Arctic weather can’t stop these monkeys
THE arctic weather didn’t cool the ardour of 20,000 bon vivants in Malahide Castle.
Looking barely old enough to order an alcoholic beverage, Arctic Monkeys completely disproved Oscar Wilde’s theory that youth is wasted on the young with the gig of the summer - if not the year - in Co Dublin last night.
They hardly cut imposing figures. They look more like your nephews than pop’s young dream. You imagine with songs as sublime and soaring as Mardy Bum, A Certain Romance and Leave Before The Lights Come On that Arctic Monkeys will stay eternally youthful.
They came onstage at 8.45pm to a barnstorming View From The Afternoon, followed by an equally explosive Brainstorm. It was a veritable storm throughout the young crowd.
Lead singer Alex Turner is a manic ball of energy, playing the Stratocaster guitar like Paul Weller in his Jam pomp channelling The Strokes.
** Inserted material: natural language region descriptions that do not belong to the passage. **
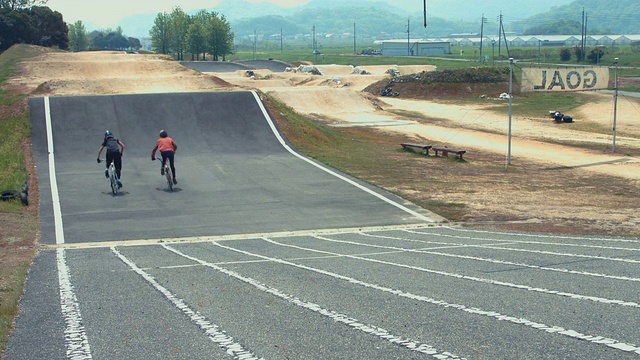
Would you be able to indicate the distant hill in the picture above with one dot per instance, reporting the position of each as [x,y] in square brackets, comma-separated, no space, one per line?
[609,16]
[389,19]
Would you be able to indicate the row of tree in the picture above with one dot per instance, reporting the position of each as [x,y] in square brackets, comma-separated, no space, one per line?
[36,25]
[200,34]
[80,40]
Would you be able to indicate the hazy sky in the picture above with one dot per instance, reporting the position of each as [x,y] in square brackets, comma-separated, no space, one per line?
[108,13]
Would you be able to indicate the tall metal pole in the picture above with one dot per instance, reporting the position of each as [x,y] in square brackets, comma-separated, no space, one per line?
[408,37]
[425,12]
[354,39]
[615,106]
[510,107]
[481,33]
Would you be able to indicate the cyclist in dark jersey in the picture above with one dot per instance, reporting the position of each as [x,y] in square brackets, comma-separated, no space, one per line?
[115,150]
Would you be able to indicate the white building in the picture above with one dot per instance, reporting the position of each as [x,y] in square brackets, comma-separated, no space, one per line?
[414,47]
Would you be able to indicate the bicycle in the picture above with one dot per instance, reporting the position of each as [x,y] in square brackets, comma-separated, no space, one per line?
[167,173]
[113,178]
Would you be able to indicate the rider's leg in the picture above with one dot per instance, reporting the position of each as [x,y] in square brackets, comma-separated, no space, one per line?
[108,160]
[171,157]
[117,161]
[164,160]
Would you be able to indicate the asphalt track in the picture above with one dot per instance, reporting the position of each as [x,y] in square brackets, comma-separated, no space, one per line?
[264,253]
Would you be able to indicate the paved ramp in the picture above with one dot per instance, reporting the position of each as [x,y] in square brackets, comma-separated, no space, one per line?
[236,174]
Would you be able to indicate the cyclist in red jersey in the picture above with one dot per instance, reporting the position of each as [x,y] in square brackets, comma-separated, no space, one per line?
[167,148]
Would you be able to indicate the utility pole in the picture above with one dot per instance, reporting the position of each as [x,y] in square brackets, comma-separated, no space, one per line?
[510,108]
[255,40]
[408,37]
[354,39]
[314,39]
[484,20]
[582,28]
[615,107]
[499,33]
[506,44]
[425,13]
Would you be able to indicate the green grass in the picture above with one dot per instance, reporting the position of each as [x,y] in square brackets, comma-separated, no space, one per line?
[15,128]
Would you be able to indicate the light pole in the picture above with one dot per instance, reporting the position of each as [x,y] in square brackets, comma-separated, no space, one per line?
[493,51]
[615,106]
[539,43]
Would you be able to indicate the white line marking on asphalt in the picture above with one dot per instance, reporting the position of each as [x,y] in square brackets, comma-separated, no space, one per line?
[213,331]
[337,317]
[329,171]
[471,310]
[202,239]
[55,198]
[541,243]
[75,336]
[533,251]
[460,276]
[505,262]
[542,236]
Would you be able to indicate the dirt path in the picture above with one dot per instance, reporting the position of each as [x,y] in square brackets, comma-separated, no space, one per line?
[347,105]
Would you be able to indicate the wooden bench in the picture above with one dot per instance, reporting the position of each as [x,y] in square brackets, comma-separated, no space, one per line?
[445,151]
[424,148]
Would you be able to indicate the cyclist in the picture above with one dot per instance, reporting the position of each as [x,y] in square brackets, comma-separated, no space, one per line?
[115,150]
[167,148]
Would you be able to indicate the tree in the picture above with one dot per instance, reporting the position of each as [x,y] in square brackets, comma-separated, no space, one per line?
[20,4]
[50,28]
[78,38]
[179,26]
[197,35]
[160,33]
[220,37]
[15,28]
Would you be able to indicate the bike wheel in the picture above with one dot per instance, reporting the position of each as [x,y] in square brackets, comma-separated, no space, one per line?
[114,181]
[169,175]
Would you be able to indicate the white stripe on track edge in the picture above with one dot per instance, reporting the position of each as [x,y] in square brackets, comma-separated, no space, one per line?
[331,172]
[212,331]
[616,344]
[55,198]
[75,336]
[337,317]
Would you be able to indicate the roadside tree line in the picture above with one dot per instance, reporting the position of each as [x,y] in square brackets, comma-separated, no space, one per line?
[108,39]
[21,22]
[204,33]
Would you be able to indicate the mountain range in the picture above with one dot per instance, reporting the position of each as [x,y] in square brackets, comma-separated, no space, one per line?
[394,17]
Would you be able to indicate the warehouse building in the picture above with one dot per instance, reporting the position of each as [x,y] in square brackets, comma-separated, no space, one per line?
[412,47]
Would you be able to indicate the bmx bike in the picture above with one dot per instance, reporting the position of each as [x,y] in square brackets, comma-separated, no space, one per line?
[113,178]
[167,173]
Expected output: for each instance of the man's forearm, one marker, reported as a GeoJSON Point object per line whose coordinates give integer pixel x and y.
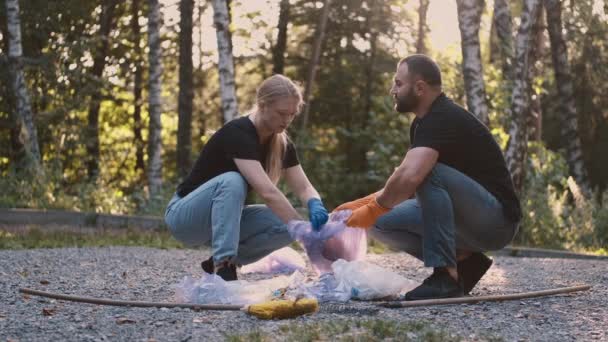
{"type": "Point", "coordinates": [399, 187]}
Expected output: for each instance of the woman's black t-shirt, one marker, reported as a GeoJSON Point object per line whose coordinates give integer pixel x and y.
{"type": "Point", "coordinates": [467, 145]}
{"type": "Point", "coordinates": [236, 139]}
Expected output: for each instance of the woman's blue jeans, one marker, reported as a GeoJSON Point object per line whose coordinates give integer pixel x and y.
{"type": "Point", "coordinates": [215, 214]}
{"type": "Point", "coordinates": [450, 211]}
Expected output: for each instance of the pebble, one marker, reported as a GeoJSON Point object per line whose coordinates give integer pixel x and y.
{"type": "Point", "coordinates": [138, 273]}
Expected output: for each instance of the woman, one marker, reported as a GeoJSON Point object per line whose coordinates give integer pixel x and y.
{"type": "Point", "coordinates": [250, 152]}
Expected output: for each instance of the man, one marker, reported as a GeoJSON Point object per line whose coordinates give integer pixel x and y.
{"type": "Point", "coordinates": [451, 198]}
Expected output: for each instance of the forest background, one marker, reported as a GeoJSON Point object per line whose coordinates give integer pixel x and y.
{"type": "Point", "coordinates": [105, 104]}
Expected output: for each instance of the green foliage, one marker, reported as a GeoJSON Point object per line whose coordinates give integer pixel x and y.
{"type": "Point", "coordinates": [50, 191]}
{"type": "Point", "coordinates": [552, 217]}
{"type": "Point", "coordinates": [350, 330]}
{"type": "Point", "coordinates": [61, 238]}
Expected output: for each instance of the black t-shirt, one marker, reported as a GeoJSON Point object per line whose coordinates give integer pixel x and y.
{"type": "Point", "coordinates": [236, 139]}
{"type": "Point", "coordinates": [466, 144]}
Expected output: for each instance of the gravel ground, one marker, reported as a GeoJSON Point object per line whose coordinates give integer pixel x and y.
{"type": "Point", "coordinates": [148, 274]}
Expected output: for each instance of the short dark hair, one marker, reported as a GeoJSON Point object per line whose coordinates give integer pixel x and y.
{"type": "Point", "coordinates": [423, 67]}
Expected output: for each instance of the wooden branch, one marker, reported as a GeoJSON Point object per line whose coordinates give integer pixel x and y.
{"type": "Point", "coordinates": [130, 303]}
{"type": "Point", "coordinates": [493, 298]}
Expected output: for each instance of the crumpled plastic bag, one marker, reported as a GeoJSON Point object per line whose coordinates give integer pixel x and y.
{"type": "Point", "coordinates": [325, 289]}
{"type": "Point", "coordinates": [334, 241]}
{"type": "Point", "coordinates": [212, 289]}
{"type": "Point", "coordinates": [368, 281]}
{"type": "Point", "coordinates": [284, 260]}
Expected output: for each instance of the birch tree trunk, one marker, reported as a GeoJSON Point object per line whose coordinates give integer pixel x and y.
{"type": "Point", "coordinates": [503, 26]}
{"type": "Point", "coordinates": [537, 51]}
{"type": "Point", "coordinates": [563, 80]}
{"type": "Point", "coordinates": [517, 146]}
{"type": "Point", "coordinates": [314, 60]}
{"type": "Point", "coordinates": [137, 87]}
{"type": "Point", "coordinates": [278, 53]}
{"type": "Point", "coordinates": [99, 63]}
{"type": "Point", "coordinates": [22, 118]}
{"type": "Point", "coordinates": [186, 93]}
{"type": "Point", "coordinates": [225, 60]}
{"type": "Point", "coordinates": [422, 27]}
{"type": "Point", "coordinates": [469, 18]}
{"type": "Point", "coordinates": [154, 106]}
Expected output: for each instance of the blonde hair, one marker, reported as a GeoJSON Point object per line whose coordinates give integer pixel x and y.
{"type": "Point", "coordinates": [272, 89]}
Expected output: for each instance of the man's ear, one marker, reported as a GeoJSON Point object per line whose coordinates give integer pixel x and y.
{"type": "Point", "coordinates": [420, 87]}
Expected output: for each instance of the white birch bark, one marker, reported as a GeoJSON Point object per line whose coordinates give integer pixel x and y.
{"type": "Point", "coordinates": [518, 136]}
{"type": "Point", "coordinates": [563, 80]}
{"type": "Point", "coordinates": [314, 60]}
{"type": "Point", "coordinates": [469, 18]}
{"type": "Point", "coordinates": [221, 22]}
{"type": "Point", "coordinates": [154, 104]}
{"type": "Point", "coordinates": [23, 115]}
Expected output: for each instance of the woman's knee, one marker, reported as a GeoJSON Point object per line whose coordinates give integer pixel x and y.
{"type": "Point", "coordinates": [233, 182]}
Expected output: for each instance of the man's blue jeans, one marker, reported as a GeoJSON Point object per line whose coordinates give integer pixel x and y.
{"type": "Point", "coordinates": [450, 211]}
{"type": "Point", "coordinates": [214, 214]}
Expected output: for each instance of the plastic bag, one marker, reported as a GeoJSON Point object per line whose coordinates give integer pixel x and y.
{"type": "Point", "coordinates": [334, 241]}
{"type": "Point", "coordinates": [212, 289]}
{"type": "Point", "coordinates": [368, 281]}
{"type": "Point", "coordinates": [284, 260]}
{"type": "Point", "coordinates": [325, 289]}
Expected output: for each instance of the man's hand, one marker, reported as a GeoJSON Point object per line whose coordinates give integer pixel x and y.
{"type": "Point", "coordinates": [356, 204]}
{"type": "Point", "coordinates": [366, 215]}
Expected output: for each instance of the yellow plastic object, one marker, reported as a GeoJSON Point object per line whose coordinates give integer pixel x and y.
{"type": "Point", "coordinates": [280, 309]}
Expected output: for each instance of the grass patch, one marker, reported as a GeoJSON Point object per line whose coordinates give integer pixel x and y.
{"type": "Point", "coordinates": [60, 238]}
{"type": "Point", "coordinates": [350, 330]}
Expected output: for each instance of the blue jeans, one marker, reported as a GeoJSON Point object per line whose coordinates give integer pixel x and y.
{"type": "Point", "coordinates": [214, 214]}
{"type": "Point", "coordinates": [450, 211]}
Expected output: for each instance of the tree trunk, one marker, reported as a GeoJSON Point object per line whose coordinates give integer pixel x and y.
{"type": "Point", "coordinates": [154, 138]}
{"type": "Point", "coordinates": [563, 80]}
{"type": "Point", "coordinates": [200, 82]}
{"type": "Point", "coordinates": [225, 60]}
{"type": "Point", "coordinates": [469, 18]}
{"type": "Point", "coordinates": [23, 128]}
{"type": "Point", "coordinates": [537, 51]}
{"type": "Point", "coordinates": [314, 60]}
{"type": "Point", "coordinates": [422, 27]}
{"type": "Point", "coordinates": [278, 53]}
{"type": "Point", "coordinates": [503, 27]}
{"type": "Point", "coordinates": [99, 62]}
{"type": "Point", "coordinates": [137, 87]}
{"type": "Point", "coordinates": [517, 146]}
{"type": "Point", "coordinates": [184, 129]}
The Sheffield quartet were a revelation, not least because it was hard to fathom that those so bloody young could write such extraordinary tales of ordinary life.
They say that one of the great rules of British rock is that the songwriters are best at the language of wet Wednesdays. And the Arctic Monkeys’ Fake Tales of San Francisco says it all with lyrics like: “You’re not from New York City, you’re from Rotherham.”
Well, last night in Malahide Castle was a soggy Saturday, but it was an unforgettable one - Saturday Night Fever from South Yorkshire. Fluorescent Adolescent had 20,000 young ‘uns dancing like crazy to this Joe Orton-esque tale of sexual despair.
When The Sun Goes Down and Leave Before The Lights finished a 90-minute set to the kind of cheers normally reserved for local heroes like U2.
They encored with 505 and A Certain Romance.